Moraes apoiou a proposta de julgamento conjunto, enquanto Mendonça acompanhou Fachin e defendeu a tramitação separada.

Relatório da Polícia Federal

As menções a Moraes vieram a público em 1º de setembro, após André Mendonça retirar o sigilo de um relatório produzido a partir do material apreendido pela Polícia Federal.

Segundo a Agência Brasil, o documento apresenta 52 mensagens que investigadores atribuem a Daniel Vorcaro e que teriam sido encaminhadas a Moraes entre 2023 e novembro de 2025.

Entre os conteúdos sob análise estão referências a um contrato de R$ 131 milhões do Banco Master com o escritório da advogada Viviane Barci de Moraes, esposa do ministro, e mensagens nas quais Vorcaro aparentaria buscar informações sobre uma operação policial.

Moraes nega irregularidades e classificou a investigação conduzida a partir do material como inconstitucional e ilegal.

A Procuradoria-Geral da República (PGR), por sua vez, pediu a anulação do relatório parcial, sob o argumento de que a investigação teria avançado sobre um ministro do Supremo sem comunicação prévia ao presidente da Corte ou ao plenário.

Acusações envolvendo Mendonça

A crise interna também passou a envolver André Mendonça. Em reação às informações sobre Moraes, foi apresentado ao presidente do STF outro documento atribuído à área de inteligência da Polícia Federal, com suspeitas de eventual direcionamento da Operação Compliance Zero.
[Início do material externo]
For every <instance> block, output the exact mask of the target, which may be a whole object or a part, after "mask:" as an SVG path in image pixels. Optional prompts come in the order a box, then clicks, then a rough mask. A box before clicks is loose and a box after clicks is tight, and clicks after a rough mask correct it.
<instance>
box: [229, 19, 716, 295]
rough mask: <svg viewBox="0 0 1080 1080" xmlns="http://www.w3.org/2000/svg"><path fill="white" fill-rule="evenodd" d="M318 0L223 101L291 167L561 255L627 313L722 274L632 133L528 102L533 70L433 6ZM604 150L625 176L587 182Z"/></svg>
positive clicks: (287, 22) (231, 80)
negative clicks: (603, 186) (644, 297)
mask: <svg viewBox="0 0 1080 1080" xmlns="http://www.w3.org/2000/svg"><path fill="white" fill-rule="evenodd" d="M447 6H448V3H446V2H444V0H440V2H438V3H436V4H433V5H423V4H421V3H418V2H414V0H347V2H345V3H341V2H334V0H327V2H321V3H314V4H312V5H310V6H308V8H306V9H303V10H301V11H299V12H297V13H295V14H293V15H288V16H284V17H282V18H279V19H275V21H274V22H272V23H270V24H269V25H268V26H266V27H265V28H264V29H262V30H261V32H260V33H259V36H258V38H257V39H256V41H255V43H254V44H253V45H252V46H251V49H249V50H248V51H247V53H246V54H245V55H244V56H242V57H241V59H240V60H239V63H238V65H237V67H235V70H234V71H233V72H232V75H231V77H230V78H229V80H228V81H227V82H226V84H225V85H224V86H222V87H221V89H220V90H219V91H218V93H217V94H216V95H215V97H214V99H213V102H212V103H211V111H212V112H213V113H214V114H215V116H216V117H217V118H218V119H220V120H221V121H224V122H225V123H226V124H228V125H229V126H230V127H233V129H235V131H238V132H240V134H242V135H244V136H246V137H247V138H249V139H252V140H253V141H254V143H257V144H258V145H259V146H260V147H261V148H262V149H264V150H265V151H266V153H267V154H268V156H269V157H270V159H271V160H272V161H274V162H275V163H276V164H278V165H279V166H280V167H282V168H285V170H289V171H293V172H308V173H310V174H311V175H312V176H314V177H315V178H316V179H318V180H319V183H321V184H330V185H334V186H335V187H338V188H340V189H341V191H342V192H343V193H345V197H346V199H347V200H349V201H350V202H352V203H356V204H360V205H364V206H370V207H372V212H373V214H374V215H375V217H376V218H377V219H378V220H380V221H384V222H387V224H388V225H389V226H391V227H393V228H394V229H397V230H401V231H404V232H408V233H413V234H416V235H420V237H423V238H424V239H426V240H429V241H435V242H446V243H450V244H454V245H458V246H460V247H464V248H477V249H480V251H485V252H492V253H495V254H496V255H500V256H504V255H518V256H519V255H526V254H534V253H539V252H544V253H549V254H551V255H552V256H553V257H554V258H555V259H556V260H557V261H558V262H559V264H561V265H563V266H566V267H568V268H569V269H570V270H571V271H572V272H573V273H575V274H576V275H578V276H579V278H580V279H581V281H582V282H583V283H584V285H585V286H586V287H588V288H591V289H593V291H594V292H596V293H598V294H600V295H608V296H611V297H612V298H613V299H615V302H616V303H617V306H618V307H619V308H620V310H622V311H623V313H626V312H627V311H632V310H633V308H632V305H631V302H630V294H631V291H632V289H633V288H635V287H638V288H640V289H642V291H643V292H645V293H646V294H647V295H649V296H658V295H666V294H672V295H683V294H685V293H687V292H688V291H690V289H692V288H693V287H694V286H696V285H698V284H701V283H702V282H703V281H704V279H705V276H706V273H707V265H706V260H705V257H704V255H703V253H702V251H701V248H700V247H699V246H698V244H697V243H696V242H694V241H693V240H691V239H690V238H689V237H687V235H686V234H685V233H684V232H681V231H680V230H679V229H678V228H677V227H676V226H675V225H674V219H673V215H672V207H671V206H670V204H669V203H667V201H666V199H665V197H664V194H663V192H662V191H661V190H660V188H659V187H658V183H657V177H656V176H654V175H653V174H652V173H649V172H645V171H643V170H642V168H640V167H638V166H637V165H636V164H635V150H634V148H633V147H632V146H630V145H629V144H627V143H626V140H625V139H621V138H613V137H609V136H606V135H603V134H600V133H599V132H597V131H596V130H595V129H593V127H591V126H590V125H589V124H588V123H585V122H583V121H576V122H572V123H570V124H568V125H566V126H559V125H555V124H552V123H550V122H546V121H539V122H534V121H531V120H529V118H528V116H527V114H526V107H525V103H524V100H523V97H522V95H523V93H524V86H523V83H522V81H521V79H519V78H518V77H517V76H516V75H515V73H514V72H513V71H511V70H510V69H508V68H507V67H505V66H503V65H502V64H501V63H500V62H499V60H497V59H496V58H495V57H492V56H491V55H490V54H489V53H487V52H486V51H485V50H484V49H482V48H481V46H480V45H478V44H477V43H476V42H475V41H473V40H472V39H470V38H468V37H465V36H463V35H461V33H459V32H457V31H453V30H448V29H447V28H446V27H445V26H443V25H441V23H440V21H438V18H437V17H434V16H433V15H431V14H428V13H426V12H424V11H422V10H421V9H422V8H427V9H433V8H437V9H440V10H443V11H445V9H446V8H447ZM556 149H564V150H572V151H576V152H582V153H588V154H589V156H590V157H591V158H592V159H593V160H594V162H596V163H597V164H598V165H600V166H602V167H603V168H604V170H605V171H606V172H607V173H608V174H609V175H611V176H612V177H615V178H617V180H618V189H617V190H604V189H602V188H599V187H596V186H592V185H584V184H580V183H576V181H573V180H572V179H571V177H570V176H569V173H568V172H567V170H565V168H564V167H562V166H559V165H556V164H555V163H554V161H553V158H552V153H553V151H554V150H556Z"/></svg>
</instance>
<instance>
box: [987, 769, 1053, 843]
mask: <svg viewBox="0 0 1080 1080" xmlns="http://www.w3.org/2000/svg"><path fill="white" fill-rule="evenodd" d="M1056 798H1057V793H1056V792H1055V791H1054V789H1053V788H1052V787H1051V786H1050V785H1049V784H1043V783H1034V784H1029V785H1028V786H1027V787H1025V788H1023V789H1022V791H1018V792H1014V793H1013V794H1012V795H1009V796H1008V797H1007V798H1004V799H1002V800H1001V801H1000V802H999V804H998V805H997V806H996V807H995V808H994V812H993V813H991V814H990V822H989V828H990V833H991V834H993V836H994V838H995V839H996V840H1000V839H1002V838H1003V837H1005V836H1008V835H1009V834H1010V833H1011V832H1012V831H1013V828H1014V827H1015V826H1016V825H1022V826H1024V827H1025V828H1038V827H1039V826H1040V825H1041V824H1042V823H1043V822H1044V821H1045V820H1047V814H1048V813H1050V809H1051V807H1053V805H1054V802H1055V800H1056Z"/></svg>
O próprio documento ressalva, entretanto, tratar-se de material produzido como conjectura e sem valor probatório.

Moraes pediu a abertura de investigação contra Mendonça por possíveis crimes de abuso de autoridade e responsabilidade, além de improbidade administrativa. O procedimento relacionado ao ministro está previsto para ser analisado pelo Supremo em 23 de setembro.

Com o pedido de vista de Flávio Dino nesta terça-feira, a Corte encerrou a sessão sem uma decisão definitiva sobre a reunião dos casos.

Com informações da Agência Brasil.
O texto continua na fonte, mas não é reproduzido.